Never found a moment

dearest as this!

Such a small baby

resting on Momma’s chest,

both with closed eyes,

dreaming of one another,

exchange of whispers

and those first sounds…

The sounds that newborns

bring to the world,

of womb sea breathing

and ocean waves.

I closed my eyes

picturing those tender moments,

longing for minutes

that once filled my nights…

How can a mother forget those exchanges?

How can a mother deny herself?

She truly can’t

once the sounds,

the visions, the embraces

become a part of her heart…

Caused I’d never found a moment

dearest as those faraway moments,

engraved in our hearts forever,

the small cries and heart beats

of Momma’s baby Child!

By Roxana Reyes Davis

3/30/2021

For my babies; for Azul Celeste and her Mami and Papi

The Bucket

(Original POEM written on February 10, 2021 by Roxana Reyes Davis)

Lord,

my bucket is empty!

It has been full at times

(not because of anything I did on my part)

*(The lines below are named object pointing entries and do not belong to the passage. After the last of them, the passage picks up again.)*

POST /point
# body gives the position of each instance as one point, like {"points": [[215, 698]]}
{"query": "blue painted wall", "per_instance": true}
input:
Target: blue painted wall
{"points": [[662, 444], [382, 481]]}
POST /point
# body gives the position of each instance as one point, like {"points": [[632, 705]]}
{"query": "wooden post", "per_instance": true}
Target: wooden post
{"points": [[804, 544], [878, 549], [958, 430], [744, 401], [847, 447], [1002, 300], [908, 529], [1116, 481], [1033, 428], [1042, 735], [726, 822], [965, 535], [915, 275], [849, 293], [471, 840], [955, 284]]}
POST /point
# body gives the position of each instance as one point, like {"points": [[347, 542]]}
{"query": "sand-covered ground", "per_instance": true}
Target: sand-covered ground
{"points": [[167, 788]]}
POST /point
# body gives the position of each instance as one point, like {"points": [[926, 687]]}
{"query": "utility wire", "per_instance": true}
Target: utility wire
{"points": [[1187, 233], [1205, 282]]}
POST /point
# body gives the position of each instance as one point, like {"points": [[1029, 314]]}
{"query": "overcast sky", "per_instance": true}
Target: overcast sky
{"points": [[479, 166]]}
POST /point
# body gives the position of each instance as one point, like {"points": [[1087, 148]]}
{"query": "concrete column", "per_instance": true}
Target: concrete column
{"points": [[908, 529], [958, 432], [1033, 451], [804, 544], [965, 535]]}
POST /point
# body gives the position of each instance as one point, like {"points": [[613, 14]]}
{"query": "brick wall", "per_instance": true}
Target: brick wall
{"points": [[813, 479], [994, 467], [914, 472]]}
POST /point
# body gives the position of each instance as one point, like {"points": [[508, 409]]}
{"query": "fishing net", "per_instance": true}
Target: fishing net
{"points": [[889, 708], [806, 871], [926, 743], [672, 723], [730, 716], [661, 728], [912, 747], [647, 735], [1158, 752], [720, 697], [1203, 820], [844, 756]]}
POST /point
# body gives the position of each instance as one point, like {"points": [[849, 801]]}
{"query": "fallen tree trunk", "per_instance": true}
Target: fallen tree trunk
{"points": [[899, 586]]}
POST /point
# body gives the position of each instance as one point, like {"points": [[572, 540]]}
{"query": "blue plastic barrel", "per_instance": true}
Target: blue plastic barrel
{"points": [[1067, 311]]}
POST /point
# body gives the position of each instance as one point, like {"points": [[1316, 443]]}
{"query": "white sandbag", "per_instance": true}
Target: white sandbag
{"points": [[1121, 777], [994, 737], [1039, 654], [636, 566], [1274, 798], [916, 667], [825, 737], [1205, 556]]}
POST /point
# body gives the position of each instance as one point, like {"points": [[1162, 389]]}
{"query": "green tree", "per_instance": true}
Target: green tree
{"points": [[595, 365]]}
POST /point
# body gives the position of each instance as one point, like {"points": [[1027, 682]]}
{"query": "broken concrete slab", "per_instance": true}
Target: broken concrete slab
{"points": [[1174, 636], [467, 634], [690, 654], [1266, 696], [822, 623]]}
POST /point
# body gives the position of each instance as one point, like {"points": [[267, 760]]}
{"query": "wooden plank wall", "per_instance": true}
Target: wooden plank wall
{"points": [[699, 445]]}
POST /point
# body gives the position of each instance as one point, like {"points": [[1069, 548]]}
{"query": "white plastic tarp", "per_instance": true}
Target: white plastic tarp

but because of You at work in my life…

Oh God,

so many times this bucket has been knocked down,

kicked around, its content deliberately spilled…

Once was new,

shiny as gold,

but now,

now is tainted,

thinner, rusty and old…

But I’ve seen it transformed

Lord,

I’ve seen that bucket between Your fingers

being transformed,

patiently, lovingly…

I’ve seen You washing the stains,

rubbing off ancient marks,

recovering brightness,

refilled with Your mercy and grace…

But today Lord,

I kneel my soul at Your feet

and beg You to take a look at this bucket

because once again

its not what it used to be.

Please Lord,

wash my bucket with unending flow,

rubbed off every deceptive stain,

bitterness, rejections and hurts,

nameless nights, broken expectations…

Please Lord,

forgive me for being careless with my bucket,

I’m bringing it to You,

because You are the Only One

Able to RESTORE!

Oh Lord,

and once You wash it with mercy flow

fill it abundantly with Your unending LOVE!

Love that survives the daily lacks,

love that endures as I face seasons of loneliness and doubts!

Fill my bucket Lord,

I pray daily to You,

as tears poured down from my eyes…

I am Yours Lord and You are mine,

beloved Christ Jesus lover of my soul!